Aue - Präsident Helge Leonhardt und Geschäftsführer Michael Voigt sind beim FC Erzgebirge seit Monaten als Krisenmanager im Einsatz. War ein (Corona)Brandherd gelöscht, loderte die nächste Flamme. Mit der Bestätigung des Hygienekonzepts und der damit verbundenen Rückkehr eines Teils der Zuschauer und damit verbundenen Einnahmen ist der Kumpelverein aus dem Gröbsten raus.

Wie zwei Lokomotivführer! Präsident Helge Leonhardt (l.) und Geschäftsführer Michael Voigt steuerten die FCE Aue bisher sicher durch die Corona-Krise.
Wie zwei Lokomotivführer! Präsident Helge Leonhardt (l.) und Geschäftsführer Michael Voigt steuerten die FCE Aue bisher sicher durch die Corona-Krise.  © picture point/Sven Sonntag

"Der Verein lebt!", atmet Leonhardt tief durch. Am Donnerstag feierte er seine sechsjährige Regentschaft als Klubboss. Dass ihm überhaupt zum Feiern zu Mute war, ist der sächsischen Landesregierung zu verdanken, die mit den Lockerungen bei den Corona-Bestimmungen Fußballspiele im Erzgebirgsstadion vor mehr als 1000 Zuschauern möglich macht.

"Wir müssen als Sachsen in dieser schwierigen Zeit vorangehen und die Kreisläufe weiter öffnen in Fragen der Kultur und des Sports", betont Leonhardt.

Andernfalls drohe vieles vor die Hunde zu gehen. Leonhardt drastisch: "Wir befinden uns in der härtesten Krise seit dem 2. Weltkrieg." Die Zulassung des vereinseigenen Hygienekonzepts wertet er als moralischen Sieg. 

"Wir sind ein Wirtschaftsunternehmen, wir leben nicht von guter Laune und der Luft!"

Abverkauf der Abokarten startet

Nächste Woche startet der Abverkauf der Abokarten. Auch wenn vorerst nur 4411 Zuschauer pro Spiel zugelassen sind, bringt das dringend benötigte Liquidität. Voigt: "Denn wir wollen uns nicht mit Darlehen überlasten."

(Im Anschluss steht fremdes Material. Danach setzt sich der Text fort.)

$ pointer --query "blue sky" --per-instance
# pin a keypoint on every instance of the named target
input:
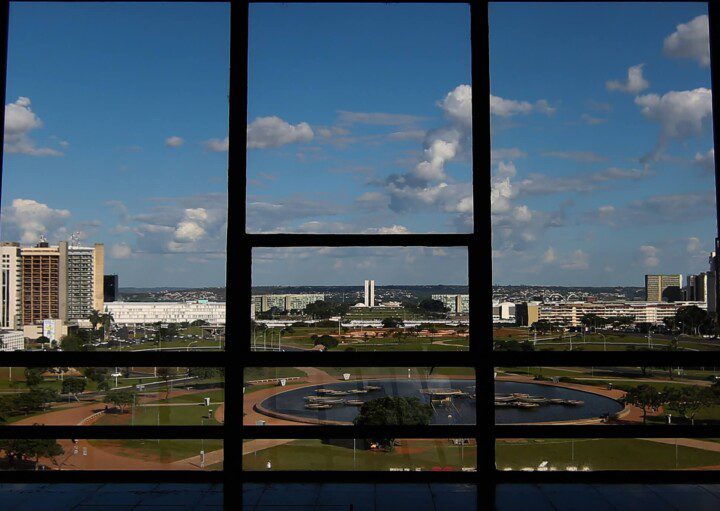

In Krisenzeiten außerdem unverzichtbar: die Mitglieder. "Wären wir in den letzten Jahren nicht so sehr gewachsen, hätten wir ganz andere Probleme", meint Voigt. Derzeit besitzen 9104 Personen einen "Schachtausweis". 

"Ein breit aufgestellter Verein hilft gut durchzukommen. Die Mitgliedsbeiträge sind eine wichtige Liquiditätsstütze, was zeigt, dass ein eingetragener Verein im Profifußball kein Auslaufmodell ist", so Voigt.

Man hält zusammen. Auch wenn es wehtut? "Wirtschaftlich sind wir derzeit nicht in der Lage, den Abokarten-Inhabern das Geld für die fünf durch die Geisterspiele 'weggefallenen' Partien zurückzuzahlen oder mit neuen Karten zu verrechnen. Ich bitte hier um einen Verzicht auf eine Rückerstattung", hofft Voigt auf Verständnis. "Wir wollen aber etwas wiedergeben, wenn die Zeit es wieder zulässt!"